I typically have the task to read and process large binary data files consisting of relatively small consecutive records (< 30 kB). If I read each record one after the other the read performance lacks far behind of what the storage device is able to provide for larger batches, especially on external disk drives.
The following MWE shows this for a Samsung T7 SSD on Windows (Julia 1.8.2):
recordsize = 32000
totalsize = 10000 * recordsize
batch = 100
buffer1 = zeros(UInt8, recordsize)
buffer2 = zeros(UInt8, recordsize*batch)
function readbuffer(io::IOStream, buffer, n)
for i in 1:n
readbytes!(io, buffer)
end
end
io = open("some very large file.dat")
readbuffer(io, buffer1, 1) # force compilation
@time readbuffer(io, buffer1, div(totalsize, recordsize))
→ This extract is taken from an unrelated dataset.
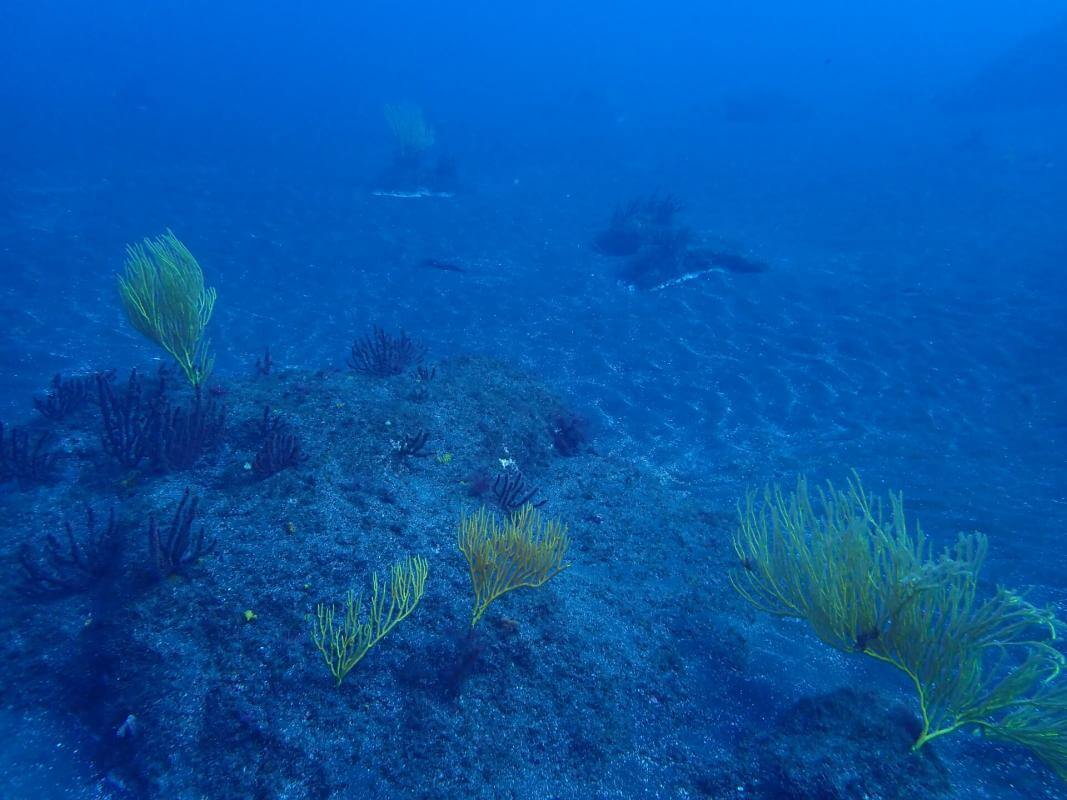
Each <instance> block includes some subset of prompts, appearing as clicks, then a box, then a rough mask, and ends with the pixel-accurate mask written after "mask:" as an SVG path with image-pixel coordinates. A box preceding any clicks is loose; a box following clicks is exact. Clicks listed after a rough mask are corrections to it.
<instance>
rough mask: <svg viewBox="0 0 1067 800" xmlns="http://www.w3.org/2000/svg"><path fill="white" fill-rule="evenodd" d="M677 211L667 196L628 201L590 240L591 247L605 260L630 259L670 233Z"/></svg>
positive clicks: (674, 201) (639, 199)
mask: <svg viewBox="0 0 1067 800" xmlns="http://www.w3.org/2000/svg"><path fill="white" fill-rule="evenodd" d="M681 208H682V206H681V204H680V203H679V202H678V201H676V199H675V198H674V197H671V196H670V195H667V196H665V197H654V196H653V197H643V198H640V199H635V201H631V202H630V203H628V204H627V205H625V206H620V207H619V208H617V209H616V210H615V213H614V214H612V215H611V222H610V223H609V224H608V226H607V228H605V229H604V230H603V231H601V233H600V234H599V235H598V236H596V238H595V239H594V240H593V246H594V247H595V249H596V250H598V251H599V252H600V253H602V254H604V255H606V256H616V257H624V256H632V255H634V254H635V253H637V252H638V251H639V250H641V249H642V247H644V246H646V245H648V244H650V243H651V242H652V241H653V240H654V239H655V238H656V237H658V236H662V235H663V234H664V233H668V231H670V230H671V226H672V224H673V221H674V214H676V213H678V212H679V211H680V210H681Z"/></svg>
@time readbuffer(io, buffer2, div(totalsize, recordsize*batch))
close(io)
(To reproduce you have to make sure that the file is not already in the file cache!!! Seconds runs will ony show your RAM speed…)
The times output correspond to 160 MB/s and 430 MB/s resp. The ratio gets even much worse for rotating media.
My current solution is to allocate a large buffer and fill it with a separate thread. But the usage is quite cumbersome with all the extra synchronization handling and the code has to be specially adapted.
Wouldn’t it be better to make the buffer size for an IOStream configurable? At the moment it is quite small (32k if I remember correctly). Some time ago there was a suggestion on Stackoverflow (can we customize the file open buffer size in Julia - Stack Overflow), which looked not too complicated. But it is beyond my skills as a pure Julia user to judge, if this makes sense…
Maybe this is only a problem on Windows, but I can’t test on Linux which maybe does a better read-ahead.